With a funded wallet and a little gas, you're ready for the main event. We'll walk through a swap the careful way — the habits here protect you on every trade to come.
Before you click anything
- Verify the URL. Type it yourself or use a saved bookmark — never a swap link from a DM, ad or social post. app.uniswap.org and jup.ag are the official homes; look-alikes exist to steal funds.
- Start small. Your first swap should be a tiny amount; a few dollars proves the whole flow works before you commit more.
The swap, step by step
- Connect your wallet and confirm it's on the right network.
- Pick the tokens — the one you have and the one you want. Verify the destination token's identity; never trust the name alone.

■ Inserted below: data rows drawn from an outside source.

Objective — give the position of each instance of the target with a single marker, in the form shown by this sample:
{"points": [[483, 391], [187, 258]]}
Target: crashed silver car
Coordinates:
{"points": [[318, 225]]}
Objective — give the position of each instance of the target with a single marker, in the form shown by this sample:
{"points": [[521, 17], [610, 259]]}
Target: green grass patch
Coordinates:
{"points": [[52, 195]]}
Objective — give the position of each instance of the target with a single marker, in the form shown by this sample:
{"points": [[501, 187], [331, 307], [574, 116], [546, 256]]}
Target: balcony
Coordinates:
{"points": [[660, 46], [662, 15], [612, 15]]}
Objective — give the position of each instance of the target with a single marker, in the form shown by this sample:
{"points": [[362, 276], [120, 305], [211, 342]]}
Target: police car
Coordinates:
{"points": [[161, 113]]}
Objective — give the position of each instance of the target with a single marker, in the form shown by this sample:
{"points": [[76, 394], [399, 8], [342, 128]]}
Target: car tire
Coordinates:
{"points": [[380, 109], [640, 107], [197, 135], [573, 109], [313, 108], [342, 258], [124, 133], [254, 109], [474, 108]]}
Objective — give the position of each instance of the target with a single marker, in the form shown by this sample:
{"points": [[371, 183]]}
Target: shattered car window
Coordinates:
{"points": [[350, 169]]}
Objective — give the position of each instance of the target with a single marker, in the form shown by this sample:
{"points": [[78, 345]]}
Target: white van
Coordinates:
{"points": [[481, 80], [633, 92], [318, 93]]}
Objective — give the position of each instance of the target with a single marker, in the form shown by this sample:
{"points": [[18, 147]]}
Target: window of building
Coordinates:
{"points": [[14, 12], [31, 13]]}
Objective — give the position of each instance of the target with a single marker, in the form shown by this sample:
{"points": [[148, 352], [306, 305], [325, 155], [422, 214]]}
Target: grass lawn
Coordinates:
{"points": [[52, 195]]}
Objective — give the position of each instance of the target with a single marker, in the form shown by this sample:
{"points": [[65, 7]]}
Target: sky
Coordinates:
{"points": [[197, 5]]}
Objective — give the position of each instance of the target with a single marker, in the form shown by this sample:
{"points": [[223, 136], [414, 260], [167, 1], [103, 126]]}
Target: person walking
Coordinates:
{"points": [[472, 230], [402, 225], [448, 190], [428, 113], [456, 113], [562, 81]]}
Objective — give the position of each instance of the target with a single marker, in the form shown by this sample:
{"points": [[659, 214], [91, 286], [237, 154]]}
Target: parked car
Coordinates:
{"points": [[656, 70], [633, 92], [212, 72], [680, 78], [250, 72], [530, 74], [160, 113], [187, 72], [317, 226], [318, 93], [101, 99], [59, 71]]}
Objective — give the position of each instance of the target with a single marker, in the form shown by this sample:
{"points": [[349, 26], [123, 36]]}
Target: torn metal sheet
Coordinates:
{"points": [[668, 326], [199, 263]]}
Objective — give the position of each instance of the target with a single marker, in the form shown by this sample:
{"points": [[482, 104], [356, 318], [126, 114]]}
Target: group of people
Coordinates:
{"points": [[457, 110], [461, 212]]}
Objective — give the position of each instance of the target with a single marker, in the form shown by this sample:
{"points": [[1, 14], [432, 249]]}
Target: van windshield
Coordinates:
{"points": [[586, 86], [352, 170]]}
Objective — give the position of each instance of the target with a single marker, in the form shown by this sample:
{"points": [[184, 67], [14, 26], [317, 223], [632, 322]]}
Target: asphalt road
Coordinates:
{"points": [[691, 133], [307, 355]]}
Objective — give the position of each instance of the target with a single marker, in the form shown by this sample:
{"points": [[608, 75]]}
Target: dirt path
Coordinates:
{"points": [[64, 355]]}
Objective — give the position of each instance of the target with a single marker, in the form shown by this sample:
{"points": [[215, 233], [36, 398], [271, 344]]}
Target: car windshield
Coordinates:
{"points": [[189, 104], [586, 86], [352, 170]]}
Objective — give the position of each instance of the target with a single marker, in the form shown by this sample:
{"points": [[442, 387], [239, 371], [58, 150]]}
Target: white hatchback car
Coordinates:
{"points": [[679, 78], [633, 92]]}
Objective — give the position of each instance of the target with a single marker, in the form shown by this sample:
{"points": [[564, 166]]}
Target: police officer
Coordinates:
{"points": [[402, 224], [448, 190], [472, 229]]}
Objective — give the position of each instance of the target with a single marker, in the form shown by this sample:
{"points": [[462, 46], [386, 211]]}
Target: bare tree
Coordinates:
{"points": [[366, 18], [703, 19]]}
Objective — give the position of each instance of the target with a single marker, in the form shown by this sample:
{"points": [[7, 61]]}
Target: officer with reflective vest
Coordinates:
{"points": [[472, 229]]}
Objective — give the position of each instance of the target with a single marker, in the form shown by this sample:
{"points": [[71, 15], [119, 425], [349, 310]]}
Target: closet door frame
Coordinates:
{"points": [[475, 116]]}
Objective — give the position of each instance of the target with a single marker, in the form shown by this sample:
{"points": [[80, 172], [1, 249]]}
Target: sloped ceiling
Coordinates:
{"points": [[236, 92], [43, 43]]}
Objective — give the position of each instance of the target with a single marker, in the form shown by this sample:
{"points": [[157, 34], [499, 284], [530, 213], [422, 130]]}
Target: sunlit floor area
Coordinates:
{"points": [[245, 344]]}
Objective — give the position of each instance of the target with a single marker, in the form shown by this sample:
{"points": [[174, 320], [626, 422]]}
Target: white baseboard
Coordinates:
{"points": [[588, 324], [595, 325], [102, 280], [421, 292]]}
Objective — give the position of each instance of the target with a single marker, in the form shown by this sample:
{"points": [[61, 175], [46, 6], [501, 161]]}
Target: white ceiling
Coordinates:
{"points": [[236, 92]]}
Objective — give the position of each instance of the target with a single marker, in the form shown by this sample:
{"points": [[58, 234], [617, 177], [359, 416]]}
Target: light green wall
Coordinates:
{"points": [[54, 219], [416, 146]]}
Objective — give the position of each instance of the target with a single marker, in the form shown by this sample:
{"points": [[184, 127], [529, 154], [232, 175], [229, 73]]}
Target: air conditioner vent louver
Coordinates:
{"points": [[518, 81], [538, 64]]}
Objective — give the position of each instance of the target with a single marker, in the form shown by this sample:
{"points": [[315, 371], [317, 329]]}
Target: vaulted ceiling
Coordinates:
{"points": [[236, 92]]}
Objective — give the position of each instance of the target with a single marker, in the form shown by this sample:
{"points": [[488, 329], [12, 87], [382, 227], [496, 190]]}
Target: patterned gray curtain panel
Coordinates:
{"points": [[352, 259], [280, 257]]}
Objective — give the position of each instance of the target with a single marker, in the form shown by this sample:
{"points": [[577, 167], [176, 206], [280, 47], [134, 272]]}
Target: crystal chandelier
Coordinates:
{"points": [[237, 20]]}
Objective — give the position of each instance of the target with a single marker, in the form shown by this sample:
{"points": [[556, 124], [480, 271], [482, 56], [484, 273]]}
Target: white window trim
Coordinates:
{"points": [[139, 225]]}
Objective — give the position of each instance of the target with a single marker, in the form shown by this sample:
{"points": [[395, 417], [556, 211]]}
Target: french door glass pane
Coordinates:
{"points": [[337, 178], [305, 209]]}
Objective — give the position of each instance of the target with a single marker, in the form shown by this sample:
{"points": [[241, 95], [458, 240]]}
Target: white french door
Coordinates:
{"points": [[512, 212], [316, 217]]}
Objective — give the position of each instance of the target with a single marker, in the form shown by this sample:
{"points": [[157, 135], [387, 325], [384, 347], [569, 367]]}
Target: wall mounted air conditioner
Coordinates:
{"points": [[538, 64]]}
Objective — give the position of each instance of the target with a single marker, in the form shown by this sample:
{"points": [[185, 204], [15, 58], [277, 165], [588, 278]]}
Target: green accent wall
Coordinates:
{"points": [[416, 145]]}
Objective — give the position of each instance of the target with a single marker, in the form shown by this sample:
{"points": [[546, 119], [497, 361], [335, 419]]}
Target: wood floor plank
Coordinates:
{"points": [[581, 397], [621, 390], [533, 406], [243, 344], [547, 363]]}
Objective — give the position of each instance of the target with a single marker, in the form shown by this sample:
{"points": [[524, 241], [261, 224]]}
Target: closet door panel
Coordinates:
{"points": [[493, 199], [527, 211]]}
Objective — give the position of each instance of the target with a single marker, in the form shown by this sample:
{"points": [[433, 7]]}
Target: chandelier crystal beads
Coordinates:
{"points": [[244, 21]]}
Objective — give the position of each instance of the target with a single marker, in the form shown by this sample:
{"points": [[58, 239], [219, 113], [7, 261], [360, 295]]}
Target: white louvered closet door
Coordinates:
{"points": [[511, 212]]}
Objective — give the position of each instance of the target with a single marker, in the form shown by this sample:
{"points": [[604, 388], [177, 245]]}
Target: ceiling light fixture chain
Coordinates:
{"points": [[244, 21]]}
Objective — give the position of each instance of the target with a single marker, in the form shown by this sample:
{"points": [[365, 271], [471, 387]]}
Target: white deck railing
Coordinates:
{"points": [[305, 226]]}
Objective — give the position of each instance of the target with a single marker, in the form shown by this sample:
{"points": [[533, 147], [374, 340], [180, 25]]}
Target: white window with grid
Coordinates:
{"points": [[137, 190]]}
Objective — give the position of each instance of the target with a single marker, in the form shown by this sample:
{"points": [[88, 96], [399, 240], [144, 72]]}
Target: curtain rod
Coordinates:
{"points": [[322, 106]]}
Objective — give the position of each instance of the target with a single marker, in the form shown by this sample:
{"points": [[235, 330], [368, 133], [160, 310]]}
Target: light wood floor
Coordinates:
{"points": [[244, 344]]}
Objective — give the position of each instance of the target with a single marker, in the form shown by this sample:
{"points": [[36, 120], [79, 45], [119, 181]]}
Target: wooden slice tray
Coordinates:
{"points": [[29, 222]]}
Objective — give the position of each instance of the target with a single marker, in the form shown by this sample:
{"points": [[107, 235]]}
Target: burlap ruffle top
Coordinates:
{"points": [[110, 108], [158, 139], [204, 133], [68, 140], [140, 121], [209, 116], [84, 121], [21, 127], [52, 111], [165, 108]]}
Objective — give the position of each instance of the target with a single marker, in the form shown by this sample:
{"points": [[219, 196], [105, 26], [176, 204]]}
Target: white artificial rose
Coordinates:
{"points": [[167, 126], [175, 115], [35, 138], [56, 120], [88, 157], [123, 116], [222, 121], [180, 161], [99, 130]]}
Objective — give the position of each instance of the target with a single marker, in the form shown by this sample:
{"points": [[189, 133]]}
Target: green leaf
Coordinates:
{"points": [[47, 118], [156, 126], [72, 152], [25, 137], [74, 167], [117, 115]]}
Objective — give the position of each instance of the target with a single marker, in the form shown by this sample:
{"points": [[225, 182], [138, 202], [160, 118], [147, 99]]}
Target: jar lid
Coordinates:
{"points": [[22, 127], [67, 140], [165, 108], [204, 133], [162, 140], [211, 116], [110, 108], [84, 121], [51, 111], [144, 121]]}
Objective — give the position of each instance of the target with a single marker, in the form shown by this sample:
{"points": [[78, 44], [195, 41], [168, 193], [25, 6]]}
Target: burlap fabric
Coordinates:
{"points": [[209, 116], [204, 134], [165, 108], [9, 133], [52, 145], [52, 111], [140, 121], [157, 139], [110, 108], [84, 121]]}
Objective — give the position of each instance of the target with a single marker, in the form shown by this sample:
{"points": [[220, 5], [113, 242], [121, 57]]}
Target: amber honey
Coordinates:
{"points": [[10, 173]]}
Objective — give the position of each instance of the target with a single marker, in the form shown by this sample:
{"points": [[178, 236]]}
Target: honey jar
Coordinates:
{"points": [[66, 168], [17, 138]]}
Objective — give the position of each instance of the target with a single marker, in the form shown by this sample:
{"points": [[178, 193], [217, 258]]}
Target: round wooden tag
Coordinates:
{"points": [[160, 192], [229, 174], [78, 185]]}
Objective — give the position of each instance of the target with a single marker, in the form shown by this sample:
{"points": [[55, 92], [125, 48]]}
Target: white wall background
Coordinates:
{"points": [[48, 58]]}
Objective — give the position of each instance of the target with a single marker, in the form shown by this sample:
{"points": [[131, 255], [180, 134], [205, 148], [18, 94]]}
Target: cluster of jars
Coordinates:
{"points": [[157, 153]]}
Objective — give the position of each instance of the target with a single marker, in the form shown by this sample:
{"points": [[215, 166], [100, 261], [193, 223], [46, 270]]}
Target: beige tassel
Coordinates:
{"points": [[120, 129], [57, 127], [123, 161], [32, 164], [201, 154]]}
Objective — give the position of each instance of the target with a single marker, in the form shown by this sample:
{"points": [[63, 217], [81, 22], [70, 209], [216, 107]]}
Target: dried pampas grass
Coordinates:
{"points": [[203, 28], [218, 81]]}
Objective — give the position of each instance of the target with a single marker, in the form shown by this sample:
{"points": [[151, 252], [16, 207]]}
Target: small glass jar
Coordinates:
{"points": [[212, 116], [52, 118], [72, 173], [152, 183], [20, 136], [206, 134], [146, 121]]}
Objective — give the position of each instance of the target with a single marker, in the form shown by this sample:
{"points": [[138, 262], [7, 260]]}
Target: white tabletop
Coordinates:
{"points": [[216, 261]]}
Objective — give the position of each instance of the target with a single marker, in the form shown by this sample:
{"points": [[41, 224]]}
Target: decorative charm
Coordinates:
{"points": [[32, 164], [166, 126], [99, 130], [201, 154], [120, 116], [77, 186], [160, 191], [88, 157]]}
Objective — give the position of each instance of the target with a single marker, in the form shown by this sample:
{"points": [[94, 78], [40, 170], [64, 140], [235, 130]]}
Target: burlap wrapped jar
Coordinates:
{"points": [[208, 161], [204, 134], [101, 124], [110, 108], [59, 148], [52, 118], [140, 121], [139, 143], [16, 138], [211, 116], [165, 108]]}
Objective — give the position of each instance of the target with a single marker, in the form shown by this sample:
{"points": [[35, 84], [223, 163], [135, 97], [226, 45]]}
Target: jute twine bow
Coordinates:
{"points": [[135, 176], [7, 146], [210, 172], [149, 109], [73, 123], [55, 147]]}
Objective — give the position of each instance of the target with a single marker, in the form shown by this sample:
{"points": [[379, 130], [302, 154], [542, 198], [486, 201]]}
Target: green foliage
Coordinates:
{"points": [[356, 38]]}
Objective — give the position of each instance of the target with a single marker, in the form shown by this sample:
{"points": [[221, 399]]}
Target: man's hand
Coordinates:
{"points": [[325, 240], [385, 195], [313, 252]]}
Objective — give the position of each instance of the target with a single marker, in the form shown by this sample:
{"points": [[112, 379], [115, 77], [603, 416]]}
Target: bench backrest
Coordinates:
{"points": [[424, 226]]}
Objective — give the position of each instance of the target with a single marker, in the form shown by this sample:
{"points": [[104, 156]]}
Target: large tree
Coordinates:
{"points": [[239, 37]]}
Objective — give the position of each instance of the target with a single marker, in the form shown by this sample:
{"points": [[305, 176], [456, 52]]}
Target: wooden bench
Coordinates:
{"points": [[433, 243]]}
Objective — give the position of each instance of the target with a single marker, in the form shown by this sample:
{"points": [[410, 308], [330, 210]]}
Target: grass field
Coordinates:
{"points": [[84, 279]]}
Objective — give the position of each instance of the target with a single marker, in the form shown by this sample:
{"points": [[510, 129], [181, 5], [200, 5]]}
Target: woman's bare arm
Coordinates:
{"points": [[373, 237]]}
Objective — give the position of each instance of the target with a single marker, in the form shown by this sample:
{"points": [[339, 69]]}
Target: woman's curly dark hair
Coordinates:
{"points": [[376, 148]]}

- Enter the amount. The DEX shows the expected output, the rate, the fee and the price impact.
- Approve if prompted (the first time you trade a given token — see the next lesson).
- Review in your wallet. The pop-up shows the real, binding details, including the minimum received after slippage. Read it.
- Sign, then wait a few seconds to a minute for the on-chain confirmation.
Uniswap vs. Jupiter, in practice
On Uniswap (EVM) you'll use MetaMask, pay gas in ETH, and may need a one-time approval per token. On Jupiter (Solana) you'll use Phantom, pay a tiny fee in SOL, and as an aggregator it automatically routes your trade across Solana's pools for the best price. The concepts are identical; only the network details differ.
After it settles
Your new token should appear in your wallet (if not, see Lesson 13). Paste the transaction hash into a block explorer to see exactly what happened. That's the core skill the rest of DeFi builds on.
≡Key terms
Official URL — The genuine site address — reach it via a bookmark, never an ad or DM.
Price impact — How much your trade moves the pool's price, shown before you confirm.
Minimum received — The least you'll accept after slippage; the binding floor of the trade.
Aggregator — A router (like Jupiter) that splits your order across pools for the best price.
!Common mistakes
- Reaching a DEX through a search ad or DM link instead of a bookmark — a classic phishing entry.
- Going all-in on the first trade instead of testing with a tiny amount.
- Rubber-stamping the wallet pop-up without reading the minimum received and token addresses.